A multilevel proximal trust-region method for nonsmooth optimization with applications

TL;DR

This paper introduces a multilevel proximal trust-region method designed for nonsmooth optimization problems, effectively combining multilevel strategies with proximal methods to improve convergence and computational efficiency in large-scale applications.

Contribution

It unifies multilevel and proximal trust-region approaches, providing a novel algorithm with proven global convergence for nonsmooth, nonconvex optimization problems.

Findings

Reduces computational cost in step calculation.

Proven global convergence in finite-dimensional spaces.

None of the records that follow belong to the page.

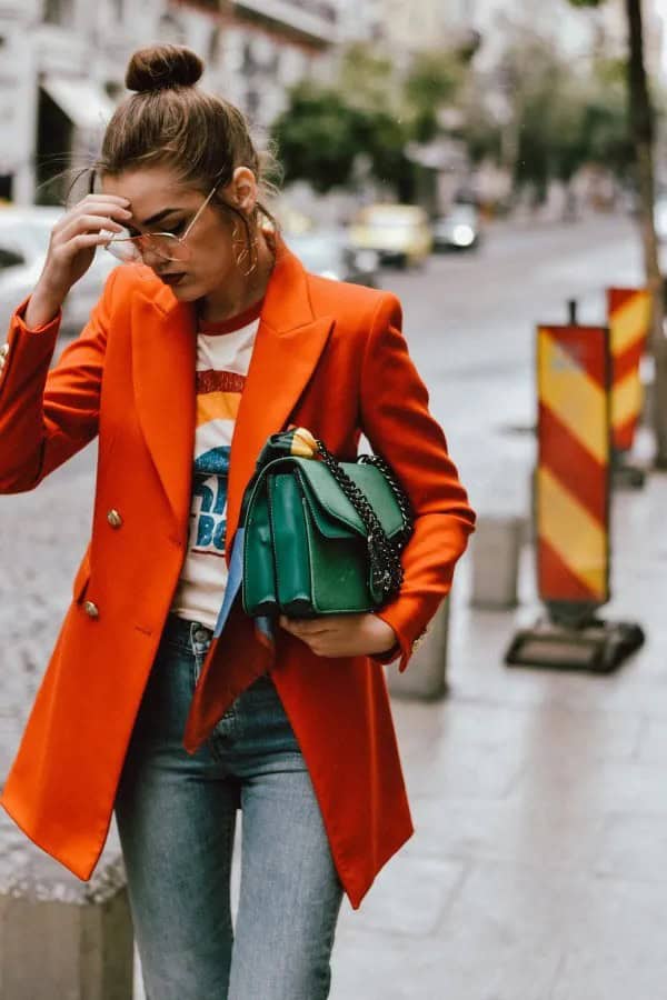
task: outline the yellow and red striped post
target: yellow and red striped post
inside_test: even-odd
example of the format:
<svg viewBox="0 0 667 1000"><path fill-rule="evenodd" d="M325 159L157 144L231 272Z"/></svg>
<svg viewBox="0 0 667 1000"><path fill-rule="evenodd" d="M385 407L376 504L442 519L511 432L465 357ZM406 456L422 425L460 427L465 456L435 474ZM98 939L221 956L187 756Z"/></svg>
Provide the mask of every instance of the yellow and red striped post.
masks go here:
<svg viewBox="0 0 667 1000"><path fill-rule="evenodd" d="M630 451L644 406L639 364L650 327L650 296L645 288L607 289L611 333L611 434L614 450Z"/></svg>
<svg viewBox="0 0 667 1000"><path fill-rule="evenodd" d="M537 330L535 517L540 618L512 638L508 667L608 673L644 642L641 626L605 621L609 600L611 350L607 327Z"/></svg>
<svg viewBox="0 0 667 1000"><path fill-rule="evenodd" d="M538 586L551 612L609 599L609 331L537 331Z"/></svg>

Demonstrated efficiency in PDE-constrained optimization and machine learning.

Abstract

Many large-scale optimization problems arising in science and engineering are naturally defined at multiple levels of discretization or model fidelity. Multilevel methods exploit this hierarchy to accelerate convergence by combining coarse- and fine-level information, a strategy that has proven highly effective in the numerical solution of partial differential equations and related optimization problems. It turns out that many applications in PDE-constrained optimization and data science require minimizing the sum of smooth and nonsmooth functions. For example, training neural networks may require minimizing a mean squared error plus an $L^1$-regularization to induce sparsity in the weights. Correspondingly, we introduce a multilevel proximal trust-region method to minimize the sum of a nonconvex, smooth and a convex, nonsmooth function. Exploiting ideas from the multilevel literature allows us to reduce the cost of the step computation, which is a major bottleneck in single level procedures. Our work unifies theory behind the proximal trust-region methods and multilevel recursive strategies. We prove global convergence of our method in finite dimensional space and provide an efficient nonsmooth subproblem solver. We show the efficiency and robustness of our algorithm by means of numerical examples in PDE constrained optimization and machine-learning.